There is no “gray area” in scripture for behavior like that. Least of all, not here in Titus. He could have evangelized on his breaks. During lunch. Before work, after work, whatever. No, he stole his employer’s resources because though the non-Christian employer held up his end of the bargain by paying this guy, the Christian employee chose selfishness instead. And it ruined any witness of Christ this guy had in that workplace. Nobody wanted any part of the gospel he was peddling because they saw what it produced.

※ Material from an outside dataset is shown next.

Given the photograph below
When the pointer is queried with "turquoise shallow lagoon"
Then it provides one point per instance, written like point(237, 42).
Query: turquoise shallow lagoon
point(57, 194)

Let’s imagine it another way: Let’s say this guy arrived early, started BEFORE his shift began, out-worked everyone there, stayed late and did all of it HAPPILY with a smile, because he realized that he was “serving as unto the Lord”. Now that’s a whole different witness for Christ, is it not?
I need to bring up Pastor Dale for a moment:
When I first met him just over 2 years ago while he and Donna were in Seattle, I met a guy who said he was a Pastor, whose wife was dying. I started to examine him very carefully. It was an unconscious thing but I watched him very carefully. I think I was expecting him to be just like every other Christian I had met: FAKE. Having a form of godliness but with no power whatsoever. “How are things, man?” – “Oh praise Jesus, God is good” all with a big phony smile on his face that would betray the reality of the pain underneath. Frankly, in my eyes, it wouldn’t just betray his reality – it would betray his faith. That’s what I was expecting. But that’s not what I saw! For the first time, I saw the hand of CHRIST heavy upon a man. A man who was so utterly broken, so utterly desperate to cling to the hem of Christ, so completely transparent, and because of it all, and how near to the Cross he had to be, seeing a man strong in Christ. It BLEW.MY.MIND. This guy was actually WALKING-IT-OUT. No fakery, no phoniness, not put-on happy-slappy-nonsense. Just a real dude squarely in the arms of Christ. Sharing the pain, sharing the process, not just the victory that so many of us love to celebrate. I could go on and on, but what I’m trying to highlight here is the truth which Paul is writing to Titus about: how we are to adorn the doctrine of God our Savior in our conduct. The truth according to godliness. Now I’m NOT attempting to elevate Pastor Dale to sainthood here. He’d be the first person to throw me out if I did so. What I AM saying is that the way UP is DOWN.